Digital World shares closed Monday at $29.51, well off the stock’s $97 high set in March, but well above its $10 I.P.O. price.
By merging with Digital World, Trump Media would gain access to about $300 million that Digital World had raised in its September I.P.O. The companies secured commitments from other investors to kick in an additional $1 billion if the merger is completed.
Trump Media’s sole product is Truth Social, a Twitter-like social media platform. Over the past several weeks, it has become the primary means for Mr. Trump to communicate directly with his supporters. Among other things, he has used Truth Social to blast the congressional committee that is investigating the Jan. 6, 2021, attack on the U.S. Capitol. With Mr.

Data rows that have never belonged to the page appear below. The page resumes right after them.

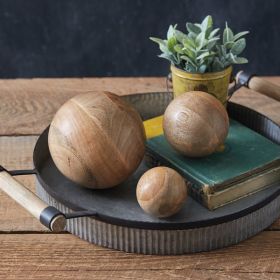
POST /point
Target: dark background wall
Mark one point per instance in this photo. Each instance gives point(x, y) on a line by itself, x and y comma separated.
point(67, 38)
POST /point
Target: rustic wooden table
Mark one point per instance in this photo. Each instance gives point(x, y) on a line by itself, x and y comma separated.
point(29, 251)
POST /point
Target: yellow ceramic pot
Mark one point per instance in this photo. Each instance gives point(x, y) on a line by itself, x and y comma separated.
point(215, 83)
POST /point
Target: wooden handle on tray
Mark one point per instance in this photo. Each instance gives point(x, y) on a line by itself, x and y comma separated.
point(48, 215)
point(265, 87)
point(260, 85)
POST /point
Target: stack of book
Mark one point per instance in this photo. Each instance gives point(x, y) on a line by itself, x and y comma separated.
point(248, 163)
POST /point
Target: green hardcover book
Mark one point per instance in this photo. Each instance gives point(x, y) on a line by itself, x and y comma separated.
point(249, 163)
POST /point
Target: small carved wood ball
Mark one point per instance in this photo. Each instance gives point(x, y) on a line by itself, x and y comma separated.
point(161, 192)
point(97, 140)
point(195, 124)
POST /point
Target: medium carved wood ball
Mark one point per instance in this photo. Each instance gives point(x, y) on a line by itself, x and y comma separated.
point(161, 192)
point(97, 140)
point(195, 124)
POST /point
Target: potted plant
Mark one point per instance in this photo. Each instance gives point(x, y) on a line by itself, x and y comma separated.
point(202, 58)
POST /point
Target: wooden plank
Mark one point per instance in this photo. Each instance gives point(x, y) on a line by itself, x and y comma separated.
point(27, 106)
point(16, 153)
point(39, 256)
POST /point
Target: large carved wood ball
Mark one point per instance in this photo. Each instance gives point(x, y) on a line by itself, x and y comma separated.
point(161, 192)
point(195, 124)
point(97, 140)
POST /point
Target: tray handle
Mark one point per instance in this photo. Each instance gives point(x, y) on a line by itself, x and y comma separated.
point(49, 216)
point(258, 84)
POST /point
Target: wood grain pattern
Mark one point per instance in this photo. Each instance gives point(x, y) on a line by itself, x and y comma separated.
point(195, 124)
point(28, 200)
point(16, 152)
point(161, 191)
point(97, 140)
point(57, 256)
point(33, 103)
point(27, 107)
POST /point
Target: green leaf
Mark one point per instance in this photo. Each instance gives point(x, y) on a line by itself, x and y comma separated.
point(192, 36)
point(189, 43)
point(186, 58)
point(180, 36)
point(162, 43)
point(193, 28)
point(206, 23)
point(171, 43)
point(200, 40)
point(238, 46)
point(213, 33)
point(157, 40)
point(171, 31)
point(229, 45)
point(228, 34)
point(179, 48)
point(241, 60)
point(239, 35)
point(202, 68)
point(217, 65)
point(168, 57)
point(205, 55)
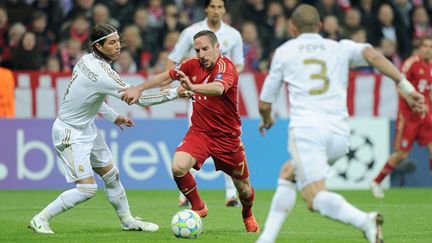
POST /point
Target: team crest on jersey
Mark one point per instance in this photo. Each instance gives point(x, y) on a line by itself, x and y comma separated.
point(225, 43)
point(404, 143)
point(219, 76)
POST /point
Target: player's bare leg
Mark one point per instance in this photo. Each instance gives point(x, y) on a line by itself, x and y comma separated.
point(182, 163)
point(282, 204)
point(230, 192)
point(116, 195)
point(85, 189)
point(247, 195)
point(391, 163)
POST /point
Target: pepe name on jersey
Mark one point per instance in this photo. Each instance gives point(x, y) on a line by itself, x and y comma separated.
point(311, 47)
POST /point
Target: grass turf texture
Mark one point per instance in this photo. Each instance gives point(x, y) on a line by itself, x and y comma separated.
point(407, 218)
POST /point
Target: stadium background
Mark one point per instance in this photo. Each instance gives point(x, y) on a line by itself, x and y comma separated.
point(41, 74)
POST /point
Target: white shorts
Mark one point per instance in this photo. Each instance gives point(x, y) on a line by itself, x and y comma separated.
point(80, 151)
point(312, 150)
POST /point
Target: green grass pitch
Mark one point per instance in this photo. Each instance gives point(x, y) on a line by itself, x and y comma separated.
point(407, 218)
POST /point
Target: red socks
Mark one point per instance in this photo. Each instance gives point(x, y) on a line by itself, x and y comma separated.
point(187, 186)
point(247, 205)
point(387, 169)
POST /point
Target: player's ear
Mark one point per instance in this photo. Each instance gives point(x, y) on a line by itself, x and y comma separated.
point(98, 46)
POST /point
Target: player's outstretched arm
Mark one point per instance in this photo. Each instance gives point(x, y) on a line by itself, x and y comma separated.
point(377, 60)
point(123, 120)
point(210, 89)
point(164, 96)
point(266, 119)
point(132, 94)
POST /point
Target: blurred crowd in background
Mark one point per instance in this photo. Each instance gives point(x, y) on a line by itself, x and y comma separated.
point(51, 36)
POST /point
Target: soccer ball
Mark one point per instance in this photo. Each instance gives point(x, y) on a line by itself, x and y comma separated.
point(186, 224)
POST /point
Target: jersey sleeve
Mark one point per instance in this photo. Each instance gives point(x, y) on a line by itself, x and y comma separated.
point(108, 113)
point(274, 80)
point(186, 67)
point(181, 48)
point(226, 78)
point(109, 82)
point(237, 55)
point(355, 52)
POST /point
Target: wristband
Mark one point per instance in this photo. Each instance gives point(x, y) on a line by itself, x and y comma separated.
point(173, 74)
point(406, 87)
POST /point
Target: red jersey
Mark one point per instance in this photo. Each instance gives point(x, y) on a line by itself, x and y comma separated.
point(419, 73)
point(217, 115)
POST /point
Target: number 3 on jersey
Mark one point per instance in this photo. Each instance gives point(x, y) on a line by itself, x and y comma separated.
point(322, 75)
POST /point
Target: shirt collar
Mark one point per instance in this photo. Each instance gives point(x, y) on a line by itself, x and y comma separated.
point(221, 28)
point(309, 36)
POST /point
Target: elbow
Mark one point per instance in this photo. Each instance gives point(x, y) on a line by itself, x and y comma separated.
point(264, 107)
point(220, 91)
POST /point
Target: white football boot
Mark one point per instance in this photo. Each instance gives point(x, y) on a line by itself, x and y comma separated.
point(377, 191)
point(373, 230)
point(136, 224)
point(40, 225)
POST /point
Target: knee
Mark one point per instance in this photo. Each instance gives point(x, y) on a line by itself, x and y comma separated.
point(287, 171)
point(88, 190)
point(245, 190)
point(111, 176)
point(179, 169)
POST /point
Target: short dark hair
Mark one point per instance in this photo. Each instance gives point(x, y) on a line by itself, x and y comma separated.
point(209, 34)
point(207, 3)
point(306, 18)
point(98, 32)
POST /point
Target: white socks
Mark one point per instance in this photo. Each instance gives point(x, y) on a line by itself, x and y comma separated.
point(334, 206)
point(116, 194)
point(230, 189)
point(282, 204)
point(69, 199)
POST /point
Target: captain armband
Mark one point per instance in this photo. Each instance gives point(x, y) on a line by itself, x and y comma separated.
point(158, 98)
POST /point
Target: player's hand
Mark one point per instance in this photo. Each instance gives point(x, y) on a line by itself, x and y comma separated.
point(185, 81)
point(130, 95)
point(265, 125)
point(416, 101)
point(183, 93)
point(123, 120)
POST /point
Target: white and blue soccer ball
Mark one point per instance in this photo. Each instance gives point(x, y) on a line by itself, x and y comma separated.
point(186, 224)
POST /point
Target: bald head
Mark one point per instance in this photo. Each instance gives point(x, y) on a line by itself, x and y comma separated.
point(306, 19)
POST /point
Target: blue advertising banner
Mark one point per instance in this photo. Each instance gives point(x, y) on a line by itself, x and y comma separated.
point(143, 154)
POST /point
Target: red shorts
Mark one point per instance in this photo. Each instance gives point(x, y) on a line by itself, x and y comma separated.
point(228, 153)
point(410, 129)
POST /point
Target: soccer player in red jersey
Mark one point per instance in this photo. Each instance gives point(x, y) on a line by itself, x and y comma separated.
point(411, 126)
point(216, 126)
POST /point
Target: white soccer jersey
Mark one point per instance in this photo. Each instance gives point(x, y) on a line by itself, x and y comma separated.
point(231, 43)
point(316, 70)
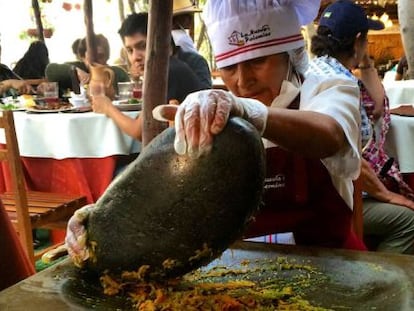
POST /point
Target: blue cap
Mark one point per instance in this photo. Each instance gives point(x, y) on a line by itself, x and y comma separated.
point(346, 19)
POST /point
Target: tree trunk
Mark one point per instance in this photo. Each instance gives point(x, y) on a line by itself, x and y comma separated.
point(406, 20)
point(38, 18)
point(90, 35)
point(156, 65)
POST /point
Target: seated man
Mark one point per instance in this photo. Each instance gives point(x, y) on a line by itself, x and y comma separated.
point(181, 79)
point(63, 73)
point(10, 83)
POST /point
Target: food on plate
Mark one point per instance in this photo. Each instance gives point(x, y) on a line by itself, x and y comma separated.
point(27, 101)
point(175, 213)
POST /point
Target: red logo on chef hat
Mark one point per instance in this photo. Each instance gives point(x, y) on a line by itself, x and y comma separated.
point(239, 38)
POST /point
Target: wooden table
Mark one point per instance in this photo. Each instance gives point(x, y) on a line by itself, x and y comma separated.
point(341, 280)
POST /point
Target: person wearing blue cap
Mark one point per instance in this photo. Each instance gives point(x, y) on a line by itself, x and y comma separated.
point(310, 127)
point(341, 43)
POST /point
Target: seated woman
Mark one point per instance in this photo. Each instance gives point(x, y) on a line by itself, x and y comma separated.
point(64, 73)
point(310, 127)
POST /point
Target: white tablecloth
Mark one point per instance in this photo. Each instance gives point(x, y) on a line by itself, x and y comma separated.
point(400, 142)
point(71, 135)
point(399, 92)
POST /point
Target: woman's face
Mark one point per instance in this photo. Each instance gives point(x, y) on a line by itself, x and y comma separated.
point(259, 78)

Trump banned by Twitter, the platform could grow in importance as the former president considers another White House bid.
In addition to the investigation into the unusual trading, federal authorities are continuing to investigate whether the leaders of Digital World and Trump Media started negotiating a potential merger before Digital World sold shares through an initial public offering in September. At the time of Digital World’s initial public offering, the company said in public filings that it had not yet identified a merger target. But The New York Times previously reported that talks between Mr. Orlando and Trump Media officials were already underway.
If Digital World didn’t disclose ongoing merger talks to investors, that would have violated S.E.C. rules.
The issuance of grand jury subpoenas usually is an indication that prosecutors are conducting a criminal investigation.
Among those who received subpoenas from the grand jury in late June were Wes Moss and Andy Litinsky (also known as Andy Dean), two former contestants on “The Apprentice,” the reality TV show that Mr. Trump hosted, according to people briefed on the matter.
Shortly after Mr. Trump left office, Mr. Moss and Mr. Litinsky pitched the idea of a Trump-branded social media company to the former president. The Times previously reported that they were involved in some of the early talks with Mr. Orlando.
Mr. Moss and Mr. Litinsky, who at one time were senior executives with Trump Media, didn’t respond to requests for comment. Mr. Litinsky no longer works for Trump Media; Mr. Moss’s job status is unclear.
Securities regulators also have asked for information from Digital World about the role played by the SPAC’s financial adviser, Shanghai-based ARC Group, according to regulatory filings. Federal regulators previously have reprimanded ARC. In 2017, the S.E.C. stopped ARC’s executives from listing shares of three companies, citing “material misstatements” in their securities filings and a lack of cooperation from the executives.